The association of more than one β-lactamase within the same isolate has been reported [27, 28]. However, from our studies the most common of this association is bla SHV + bla TEM. This was detected among Acinetobacter, Alcaligenes, Bacillus, Klebsiella, and Stenotrophomonas while the combination of bla CTX and bla TEM was only observed in Klebsiella. This occurrence denotes the wider dissemination of these bla genes probably due to involvement of genetic element in mobilization of these genes [29]. These same authors [29] also observed various combinations of bla CTX, bla TEM, and bla SHV in Klebsiella from clinical isolates in India.

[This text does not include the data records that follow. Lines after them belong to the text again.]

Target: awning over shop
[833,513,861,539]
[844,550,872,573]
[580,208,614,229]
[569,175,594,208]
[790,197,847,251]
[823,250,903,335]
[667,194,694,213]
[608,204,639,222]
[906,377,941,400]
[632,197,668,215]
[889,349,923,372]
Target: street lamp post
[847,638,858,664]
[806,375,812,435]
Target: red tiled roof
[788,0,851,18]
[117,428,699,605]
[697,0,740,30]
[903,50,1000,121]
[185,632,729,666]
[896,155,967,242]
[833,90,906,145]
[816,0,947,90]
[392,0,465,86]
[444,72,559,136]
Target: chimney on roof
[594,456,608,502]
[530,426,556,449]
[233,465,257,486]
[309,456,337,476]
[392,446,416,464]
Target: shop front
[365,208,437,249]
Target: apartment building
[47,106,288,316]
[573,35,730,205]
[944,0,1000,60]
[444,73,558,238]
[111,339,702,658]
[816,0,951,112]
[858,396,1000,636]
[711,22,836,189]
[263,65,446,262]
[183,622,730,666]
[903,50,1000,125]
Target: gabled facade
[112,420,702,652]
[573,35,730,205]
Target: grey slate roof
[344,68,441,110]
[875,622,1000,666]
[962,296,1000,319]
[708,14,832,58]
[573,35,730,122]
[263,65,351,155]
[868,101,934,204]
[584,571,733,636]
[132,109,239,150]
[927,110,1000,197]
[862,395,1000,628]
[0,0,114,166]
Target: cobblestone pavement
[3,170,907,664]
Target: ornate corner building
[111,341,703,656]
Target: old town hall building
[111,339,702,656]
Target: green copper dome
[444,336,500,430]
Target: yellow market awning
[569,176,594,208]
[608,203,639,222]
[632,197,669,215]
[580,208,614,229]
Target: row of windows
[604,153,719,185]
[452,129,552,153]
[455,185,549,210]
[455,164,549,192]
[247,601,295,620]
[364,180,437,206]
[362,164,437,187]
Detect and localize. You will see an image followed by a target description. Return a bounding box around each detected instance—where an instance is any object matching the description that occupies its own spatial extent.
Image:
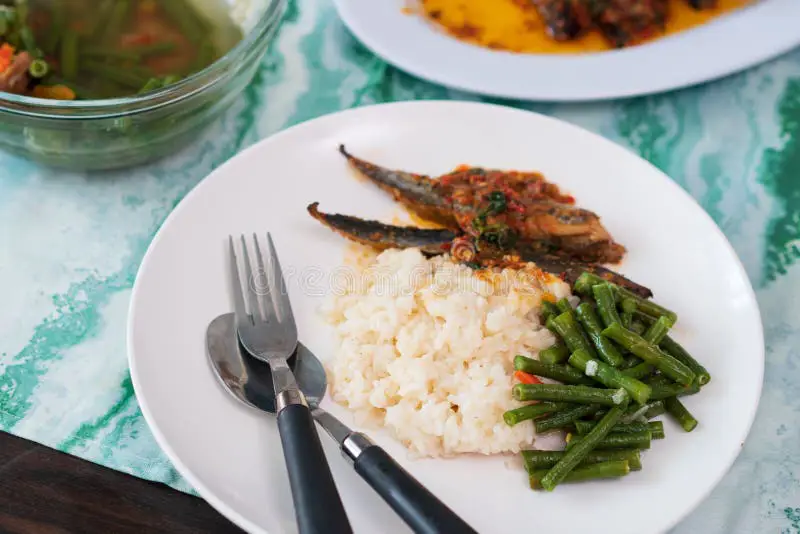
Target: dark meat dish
[308,146,652,297]
[531,0,592,41]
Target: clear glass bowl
[0,0,286,170]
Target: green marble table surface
[0,0,800,534]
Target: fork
[229,233,352,534]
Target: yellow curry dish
[420,0,752,54]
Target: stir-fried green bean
[595,324,695,386]
[568,350,650,404]
[575,302,625,367]
[664,397,697,432]
[534,404,600,433]
[503,402,572,426]
[529,460,631,490]
[661,336,711,386]
[514,355,594,385]
[511,384,628,406]
[522,449,642,473]
[540,402,628,491]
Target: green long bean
[542,300,561,323]
[547,311,597,358]
[661,336,711,386]
[592,284,622,326]
[511,384,632,406]
[159,0,208,45]
[522,449,642,473]
[102,0,131,45]
[514,355,594,386]
[595,324,695,386]
[642,315,671,345]
[567,432,653,451]
[60,31,79,80]
[539,339,569,364]
[575,302,625,367]
[534,404,600,434]
[574,421,664,439]
[503,402,572,426]
[528,460,631,490]
[664,397,697,432]
[81,59,148,91]
[568,350,650,404]
[540,402,628,491]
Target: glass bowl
[0,0,286,170]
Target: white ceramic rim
[334,0,800,102]
[126,100,765,534]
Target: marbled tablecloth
[0,0,800,534]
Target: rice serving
[324,249,570,456]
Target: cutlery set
[212,233,475,534]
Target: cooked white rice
[325,249,569,456]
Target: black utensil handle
[354,445,477,534]
[278,404,353,534]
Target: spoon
[206,313,477,534]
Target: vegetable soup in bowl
[0,0,286,170]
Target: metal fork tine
[228,235,249,327]
[241,234,262,323]
[253,232,279,323]
[267,232,296,329]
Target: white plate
[334,0,800,101]
[128,102,764,534]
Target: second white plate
[128,102,764,534]
[334,0,800,102]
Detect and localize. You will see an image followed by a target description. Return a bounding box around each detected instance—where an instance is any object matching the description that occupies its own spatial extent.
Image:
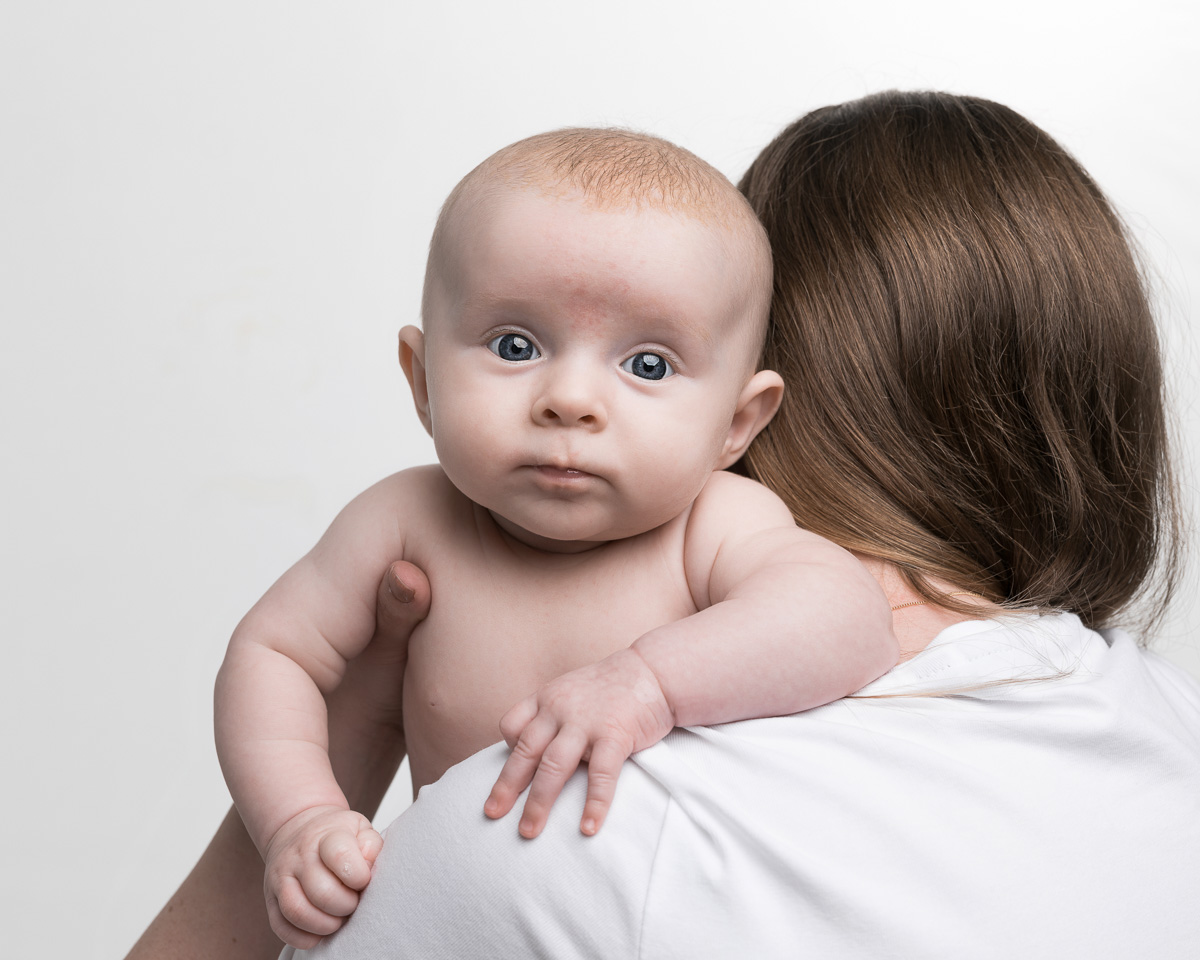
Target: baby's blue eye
[620,353,674,380]
[487,334,541,364]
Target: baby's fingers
[500,697,538,748]
[319,817,383,892]
[517,726,588,840]
[484,715,556,820]
[580,740,629,836]
[266,877,345,950]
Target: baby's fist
[264,806,383,949]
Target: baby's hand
[484,649,674,839]
[263,806,383,949]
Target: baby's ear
[400,326,433,437]
[716,370,784,470]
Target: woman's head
[740,92,1177,625]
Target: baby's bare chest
[403,528,696,787]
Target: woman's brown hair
[740,91,1178,626]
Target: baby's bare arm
[484,473,899,838]
[216,472,432,947]
[126,562,430,960]
[634,474,899,726]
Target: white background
[0,0,1200,958]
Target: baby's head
[401,130,782,550]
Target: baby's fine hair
[740,91,1180,626]
[422,127,772,338]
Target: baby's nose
[533,370,608,430]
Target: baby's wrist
[614,637,676,726]
[259,803,350,858]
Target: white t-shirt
[284,614,1200,960]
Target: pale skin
[217,188,898,947]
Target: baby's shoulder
[688,470,794,536]
[343,463,472,541]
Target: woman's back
[290,614,1200,960]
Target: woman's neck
[854,553,1001,660]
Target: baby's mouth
[534,463,594,484]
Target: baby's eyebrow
[451,290,715,347]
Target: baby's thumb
[358,826,383,866]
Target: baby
[216,130,896,947]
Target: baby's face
[424,188,762,551]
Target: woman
[124,94,1200,960]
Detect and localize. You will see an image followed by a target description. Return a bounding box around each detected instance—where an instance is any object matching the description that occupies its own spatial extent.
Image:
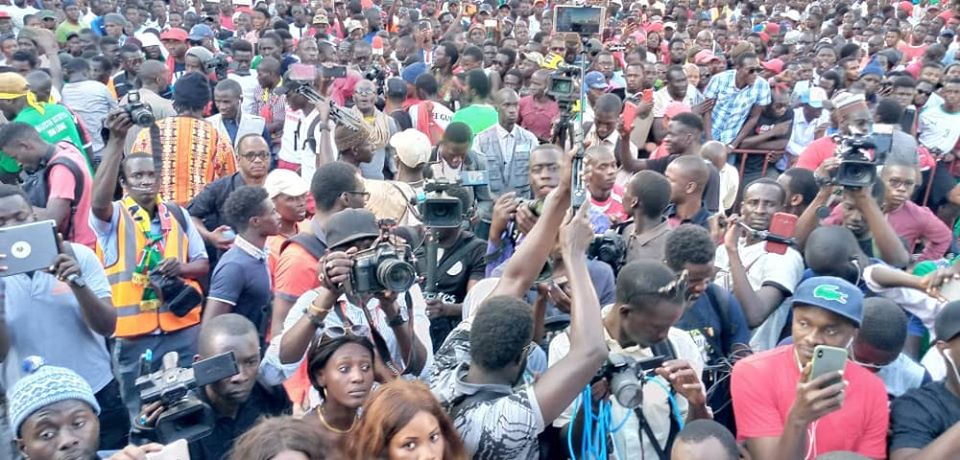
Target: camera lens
[377,259,417,292]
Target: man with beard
[474,89,540,238]
[132,313,292,460]
[517,69,560,142]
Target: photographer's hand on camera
[655,359,713,421]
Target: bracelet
[303,308,324,330]
[387,313,407,327]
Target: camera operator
[410,186,487,352]
[731,276,890,459]
[617,171,672,262]
[131,313,291,460]
[90,110,210,417]
[715,178,803,334]
[664,224,750,430]
[0,181,129,449]
[548,260,712,459]
[266,209,433,381]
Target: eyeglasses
[240,152,270,161]
[887,178,917,189]
[323,324,370,339]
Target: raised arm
[90,109,132,222]
[490,150,572,298]
[533,206,607,424]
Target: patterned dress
[130,116,237,206]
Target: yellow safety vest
[97,201,202,338]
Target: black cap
[933,300,960,342]
[323,209,380,248]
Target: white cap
[390,128,430,168]
[263,169,310,198]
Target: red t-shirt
[47,142,97,249]
[730,345,890,458]
[795,136,837,171]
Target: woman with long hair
[303,325,374,458]
[348,380,467,460]
[230,417,330,460]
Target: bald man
[664,155,710,230]
[120,60,177,151]
[473,88,540,238]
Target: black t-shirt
[743,110,793,174]
[890,380,960,452]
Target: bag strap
[280,233,327,260]
[707,283,733,355]
[44,152,83,240]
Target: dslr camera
[587,229,627,273]
[831,136,877,188]
[136,350,240,444]
[122,91,157,128]
[350,241,417,294]
[591,352,665,409]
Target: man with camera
[266,209,433,381]
[714,178,812,336]
[0,181,129,448]
[90,109,209,417]
[131,313,291,460]
[131,72,237,206]
[0,122,97,248]
[474,89,540,237]
[549,260,712,458]
[731,276,890,460]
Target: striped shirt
[703,70,770,144]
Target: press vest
[97,206,201,338]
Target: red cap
[160,27,188,42]
[760,58,783,75]
[763,22,780,37]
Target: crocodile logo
[813,284,847,305]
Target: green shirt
[450,104,500,140]
[0,104,93,173]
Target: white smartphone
[810,345,847,386]
[147,439,190,460]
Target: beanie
[9,356,100,437]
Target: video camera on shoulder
[831,135,877,188]
[417,170,490,228]
[136,350,240,444]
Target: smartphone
[287,64,317,83]
[623,101,637,133]
[763,212,797,255]
[808,345,847,387]
[147,439,190,460]
[320,65,347,78]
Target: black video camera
[121,91,157,128]
[832,136,877,188]
[591,352,666,409]
[587,229,627,273]
[136,350,240,444]
[350,241,417,294]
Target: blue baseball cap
[790,276,863,327]
[583,70,610,89]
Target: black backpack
[21,148,86,240]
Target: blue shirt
[207,236,273,350]
[703,70,770,144]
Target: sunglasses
[323,324,370,339]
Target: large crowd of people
[0,0,960,460]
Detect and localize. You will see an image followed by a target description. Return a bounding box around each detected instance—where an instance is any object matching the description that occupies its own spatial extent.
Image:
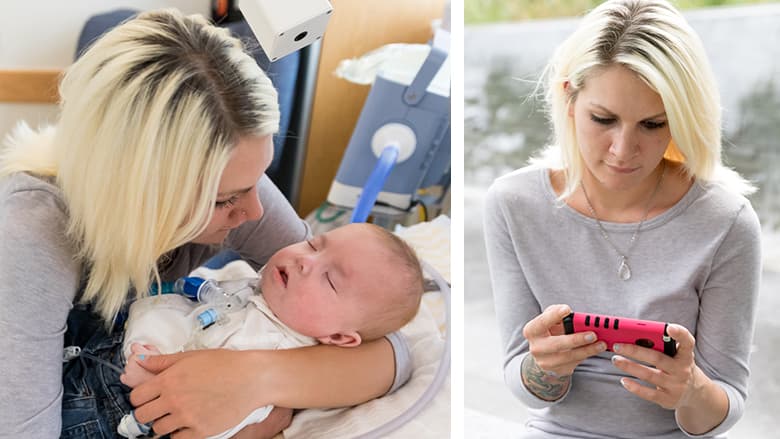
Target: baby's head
[260,223,423,346]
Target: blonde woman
[0,10,410,438]
[485,0,760,438]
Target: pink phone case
[563,312,677,357]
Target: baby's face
[261,224,399,341]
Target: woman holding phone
[485,0,761,438]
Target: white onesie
[122,260,317,439]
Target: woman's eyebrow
[217,185,255,197]
[590,102,666,120]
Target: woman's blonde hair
[532,0,755,199]
[0,10,279,325]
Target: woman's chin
[192,229,230,244]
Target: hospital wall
[0,0,211,143]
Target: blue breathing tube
[350,144,452,439]
[349,144,400,223]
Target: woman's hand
[612,325,729,434]
[130,349,272,439]
[612,325,706,409]
[523,305,607,377]
[521,305,607,401]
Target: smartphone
[563,312,677,357]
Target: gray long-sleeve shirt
[0,173,412,439]
[485,167,761,439]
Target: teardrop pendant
[618,256,631,281]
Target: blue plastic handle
[349,144,399,223]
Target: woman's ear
[563,81,574,117]
[317,331,362,348]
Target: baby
[120,224,423,438]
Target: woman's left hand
[130,349,272,439]
[612,324,707,409]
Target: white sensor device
[238,0,333,61]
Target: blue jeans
[60,304,133,439]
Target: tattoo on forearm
[520,355,571,401]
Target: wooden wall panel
[0,70,62,104]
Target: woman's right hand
[523,305,607,378]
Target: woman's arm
[675,201,761,436]
[484,177,570,408]
[130,339,395,439]
[0,182,79,438]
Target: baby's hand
[119,343,162,387]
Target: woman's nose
[230,190,265,228]
[237,188,264,221]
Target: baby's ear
[317,332,362,348]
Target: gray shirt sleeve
[484,174,566,408]
[0,180,79,438]
[678,204,761,437]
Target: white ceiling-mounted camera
[238,0,333,61]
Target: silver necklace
[580,161,666,281]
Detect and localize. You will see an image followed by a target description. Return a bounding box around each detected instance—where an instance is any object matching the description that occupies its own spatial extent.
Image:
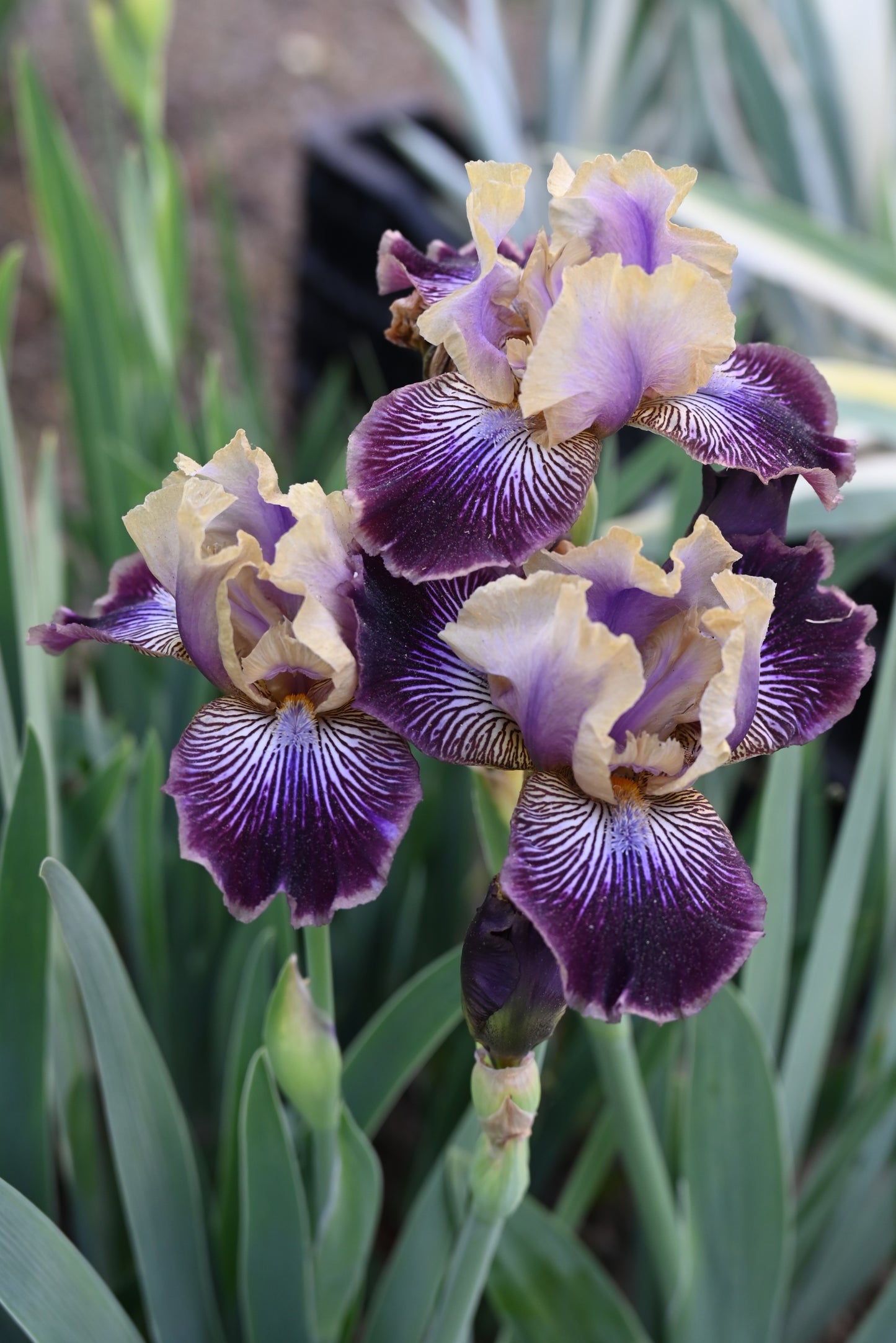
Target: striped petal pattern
[355,557,530,770]
[165,695,420,928]
[735,532,877,760]
[348,373,599,581]
[28,555,189,662]
[501,774,766,1022]
[631,342,856,509]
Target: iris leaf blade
[743,748,802,1055]
[673,988,791,1343]
[342,947,461,1138]
[782,593,896,1153]
[239,1049,314,1343]
[40,858,223,1343]
[0,1180,143,1343]
[0,726,54,1211]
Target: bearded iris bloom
[30,431,420,927]
[348,152,854,581]
[356,469,874,1022]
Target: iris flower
[30,431,420,927]
[348,152,854,581]
[356,467,874,1022]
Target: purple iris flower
[30,431,420,927]
[348,152,854,581]
[356,470,874,1022]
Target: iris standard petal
[501,774,766,1022]
[376,228,479,303]
[28,555,189,662]
[348,373,600,581]
[165,695,420,928]
[735,532,877,760]
[631,342,856,509]
[548,149,737,288]
[442,572,644,791]
[355,556,530,770]
[520,254,735,442]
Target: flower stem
[425,1210,503,1343]
[587,1017,680,1307]
[305,924,336,1020]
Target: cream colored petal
[548,149,737,288]
[442,572,644,770]
[242,595,357,713]
[670,513,740,609]
[122,471,187,595]
[524,527,680,600]
[520,255,735,443]
[517,230,590,341]
[548,153,575,196]
[466,160,532,274]
[267,497,353,622]
[417,257,528,406]
[647,572,775,795]
[613,732,685,775]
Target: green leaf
[15,52,136,565]
[743,748,802,1056]
[676,172,896,345]
[784,1167,896,1343]
[0,243,25,364]
[239,1049,314,1343]
[489,1198,652,1343]
[797,1068,896,1272]
[314,1107,383,1343]
[216,928,275,1292]
[469,770,510,876]
[0,728,54,1211]
[40,858,223,1343]
[133,728,168,1020]
[0,1180,143,1343]
[364,1109,479,1343]
[64,738,135,881]
[782,593,896,1153]
[342,947,461,1138]
[848,1273,896,1343]
[673,988,790,1343]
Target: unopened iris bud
[461,877,566,1068]
[570,481,598,545]
[265,956,342,1130]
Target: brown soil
[0,0,539,467]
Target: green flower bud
[470,1133,530,1222]
[265,956,342,1130]
[470,1049,541,1221]
[461,877,566,1066]
[570,481,598,545]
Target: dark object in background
[291,109,469,411]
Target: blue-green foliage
[0,0,896,1343]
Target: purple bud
[461,877,566,1068]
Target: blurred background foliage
[0,0,896,1343]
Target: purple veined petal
[28,555,189,662]
[631,342,856,509]
[691,466,797,540]
[376,228,479,305]
[501,774,766,1022]
[164,695,420,928]
[355,557,530,770]
[348,373,600,583]
[735,532,877,760]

The occurrence of ESBL genes among bacteria from this study has a public health implication. Previous studies have shown that potential ESBL species such as K. pneumonia, the most frequent bacterium with bla gene in this study, and E. coli have a high tendency to possess and transfer bla genes [30]. However, this may occur through conjugation because the genes are often found in mobile elements like transposons and integrons [31]. Some of these species may be pathogenic strains that have the potential to cause life-threatening diseases and widespread outbreak. For instance, Zhang et al. [32] have reported that bla CTX-M and bla TEM genes in opportunistically pathogenic Klebsiella spp. have been associated with nosocomial infections and outbreak of diarrhea. Therefore, occurrence of these bacteria especially in the drinking water poses a lot of danger to health, economy, and social well-being of consumers. This populace could also be exposed to these genes carrying pathogenic species in food and food products by the use of the contaminated water for domestic purposes, farming, and agriculture. It should also be noted that the fact that these species are multidrug resistance deepens the gravity of the situation. However, from our observation during sampling, the possible source of these MDR bacteria especially in the raw water could be from run-off from agricultural farmlands located very close to some of these constructed dams [4]. Some of these farmlands make use of organic fertilizers which may consist of unmetabolized antibiotics which may eventually get to the water through run-off, which may cause selective pressure on the bacteria in the aquatic systems.

From the bacteria found in Nigeria, many studies have described the occurrence of bla genes among clinical isolates. For example, Akujobi et al. [33] reported bla TEM in E. coli while Akinniyi et al. [34] reported the gene not only in E. coli but also among Klebsiella, Salmonella, Citrobacter, Enterobacter, Pseudomonas, and Proteus. The highest prevalence (5.6%) was also in Klebsiella which is similar to our findings. However, from environmental isolates few studies seem to have been conducted. Moreover, Adelowo et al. [35] reported bla TEM in E. coli from well water while Chikwendu et al. [36] described not only bla TEM among Pseudomonas from river and aquaculture samples but also bla SHV. Moreover, this study seems to be the first report describing these genes among a wide diversity of environmental bacteria from Nigeria drinking water distribution systems. It is therefore important to raise public and health worker awareness in terms of prevention of outbreak of MDR infectious pathogens among consumers. This also undermines the need for government agencies controlling these dams and health organizations to initiate measures to effectively control the release of contaminant into the environment. It would also be good to continually isolate bacteria from other water distribution systems in Nigeria and to carry out further molecular testing for the presence of other bla genes, characterize, and determine whether these genes are present on transferable plasmids, transposons, or integrons, which would enhance easy spreading.

5. Conclusion

The occurrence of beta-lactamase producing bacteria and genes in all sampled water in this study, especially treated drinking water, showed that these water distribution systems could serve as a vehicle for transmission of these antibiotic resistance bacteria and genes to consumers, hence, of a great public health concern.